JSP (JavaServer Pages) is a template-based technology that allows embedding Java code inside HTML to generate dynamic content. It’s easier for UI development compared to Servlets.

Servlets handle requests, process data, and forward results to JSP. JSP is used for rendering dynamic HTML with processed data.

JSP is still used in legacy Java web applications, but newer projects often prefer Spring Boot + Thymeleaf/React/Angular.

Spring Boot applications by default use Apache Tomcat as their embedded web server. This means we don't need to install or configure Tomcat separately to run a Spring Boot web application.

By default, Spring Boot creates a fat JAR that contains embedded Tomcat, but we can package it as a .war file for deployment on an external Tomcat server.


Installing Tomcat

I'm using a RHEL 9 virtual machine with Java 21 installed on it.

$ sudo yum install -y java-21-openjdk

$ sudo groupadd tomcat

$ sudo useradd -g tomcat -d /opt/tomcat -s /bin/nologin tomcat

Get the latest version link for the command below from [2]

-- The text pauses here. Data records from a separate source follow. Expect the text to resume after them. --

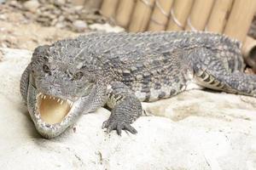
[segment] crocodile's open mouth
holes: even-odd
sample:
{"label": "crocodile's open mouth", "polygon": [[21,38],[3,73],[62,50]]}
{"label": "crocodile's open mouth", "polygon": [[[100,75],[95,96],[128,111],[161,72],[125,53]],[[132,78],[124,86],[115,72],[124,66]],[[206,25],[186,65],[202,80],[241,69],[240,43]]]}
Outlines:
{"label": "crocodile's open mouth", "polygon": [[61,122],[72,109],[73,102],[63,100],[51,95],[38,93],[37,95],[37,112],[48,124]]}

$ wget https://dlcdn.apache.org/tomcat/tomcat-10/v10.1.35/bin/apache-tomcat-10.1.35.tar.gz

$ mkdir /opt/tomcat

$ sudo tar xvf ./apache-tomcat-10.1.35.tar.gz -C /opt/tomcat --strip-components=1

Set permissions. If the commands below don't work - try to 'sudo su -' into root user and then running the commands.

$ cd /opt/tomcat

$ sudo chgrp -R tomcat /opt/tomcat

$ sudo chmod -R g+r conf

$ sudo chmod g+x conf

$ sudo chown -R tomcat webapps/ work/ temp/ logs/


Configure it as a systemd service

$ sudo vi /etc/systemd/system/tomcat.service

[Unit]
Description=Apache Tomcat 10 Web Application Container
After=network.target

[Service]
Type=forking

Environment=JAVA_HOME=/usr/lib/jvm/jre-21-openjdk
Environment=CATALINA_PID=/opt/tomcat/temp/tomcat.pid
Environment=CATALINA_HOME=/opt/tomcat
Environment=CATALINA_BASE=/opt/tomcat

ExecStart=/opt/tomcat/bin/startup.sh
ExecStop=/opt/tomcat/bin/shutdown.sh

User=tomcat
Group=tomcat
UMask=0007
RestartSec=10
Restart=always

[Install]
WantedBy=multi-user.target

Then, reload systemd daemons & start tomcat server:

$ sudo systemctl daemon-reload

$ sudo systemctl start tomcat

$ sudo systemctl enable tomcat

Allow Tomcat webserver default port through firewall:

$ sudo firewall-cmd --permanent --add-port=8080/tcp

$ sudo firewall-cmd --reload

At this point you should have a Tomcat webserver running. You can run 'curl localhost:8080' or try the IP:8080 in a web browser.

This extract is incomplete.